Webinar with Kevin Bradley and Cyndy Micheals
Summary By Eugena Brooks
So, you went for the test and found out you have sleep apnea. Now what? Well first thing the Facebook live webinar with Kevin Bradley, RN and Cyndy Micheals, RPSGT, CCSH is hugely informative and well worth the time to view.Once you understand this part the rest becomes easier. Having sleep apnea means night after night of intermittent breathing and disturbed sleep. For some, breathing is interrupted hundreds of times for one night’s sleep.
Under these conditions sleep is interrupted continuously in the body’s’ fight to get air. Lack of oxygen and rest leads to many other health issues such as high blood pressure, diabetes, cardiac problems, cancers and sudden death. Having a continuous positive airway pressure (CPAP) helps to eliminate the loss of oxygen and improve health by allowing you to get better rest when you sleep. Understanding your condition is not hard as your physician will answer any questions you have. Learning the lingo often used will help you keep up with what is going on. There is a lot of information online from which you can research the subject and familiarize yourself.

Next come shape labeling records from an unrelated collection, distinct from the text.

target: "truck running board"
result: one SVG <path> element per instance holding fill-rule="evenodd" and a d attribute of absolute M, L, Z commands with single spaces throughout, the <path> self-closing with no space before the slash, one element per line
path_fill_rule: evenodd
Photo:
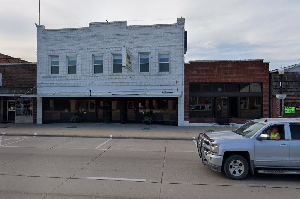
<path fill-rule="evenodd" d="M 281 170 L 278 169 L 260 169 L 257 170 L 258 173 L 282 174 L 299 174 L 300 170 Z"/>

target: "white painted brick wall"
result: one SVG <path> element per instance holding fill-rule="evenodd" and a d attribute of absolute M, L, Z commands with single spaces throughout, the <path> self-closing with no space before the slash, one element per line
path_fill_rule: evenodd
<path fill-rule="evenodd" d="M 37 26 L 37 94 L 59 95 L 66 92 L 72 94 L 80 86 L 94 86 L 92 90 L 96 91 L 99 86 L 109 85 L 122 86 L 125 91 L 134 86 L 147 87 L 149 91 L 153 89 L 160 94 L 158 88 L 170 89 L 174 94 L 183 93 L 184 25 L 184 19 L 177 19 L 176 23 L 171 24 L 128 26 L 127 22 L 121 21 L 91 23 L 88 27 L 60 29 L 45 29 L 42 25 Z M 124 45 L 133 54 L 132 71 L 123 68 L 122 74 L 112 74 L 112 54 L 122 54 Z M 163 52 L 170 53 L 170 71 L 167 74 L 158 72 L 158 53 Z M 146 74 L 139 73 L 139 53 L 149 53 L 151 57 L 150 72 Z M 94 75 L 93 55 L 98 54 L 104 56 L 103 74 Z M 77 56 L 76 75 L 67 74 L 68 55 Z M 59 56 L 59 75 L 50 75 L 51 56 Z M 183 94 L 178 98 L 179 126 L 183 125 L 184 98 Z M 40 123 L 42 120 L 41 98 L 38 98 L 38 101 Z"/>

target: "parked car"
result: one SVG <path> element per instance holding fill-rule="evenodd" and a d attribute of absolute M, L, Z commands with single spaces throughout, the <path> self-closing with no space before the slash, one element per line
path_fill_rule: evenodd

Using a CPAP is not complicated. If your doctor orders it from a provider your CPAP will arrive adjusted to the settings the doctor prescribed. If you buy it outright, then a quick trip to your physician is needed so they can set the machine for your needs. New CPAP machines come with a guide book so that people can look up the comfort settings. An Internet search for CPAP machine manuals from each manufacturer should yield those booklets. The best experience is to experiment with the comfort adjustments on mask and machine until you find the right settings for you.
Some people have an issue with wearing the mask. I found that putting it on for a short time while reading a book, listening to music or watching TV helped me to get used to having it on. The term desensitization is frequently used to describe that exercise. You may wish to try different masks some will work better for you than others.
If you are a mouth breather, then a full-face mask is best. Sometimes a chin strap with a nasal only mask works. If you breathe through your nose nasal pillows or nasal masks are good. It’s a bit of trial and error in the beginning but once you find what works it is smooth sailing from there.
Restful sleep is important for good health. If you are suffering from untreated sleep apnea you really don’t get enough of it. Since whatever you do to improve the situation is a plus do as much as you can. Sweet Dreams are made of this.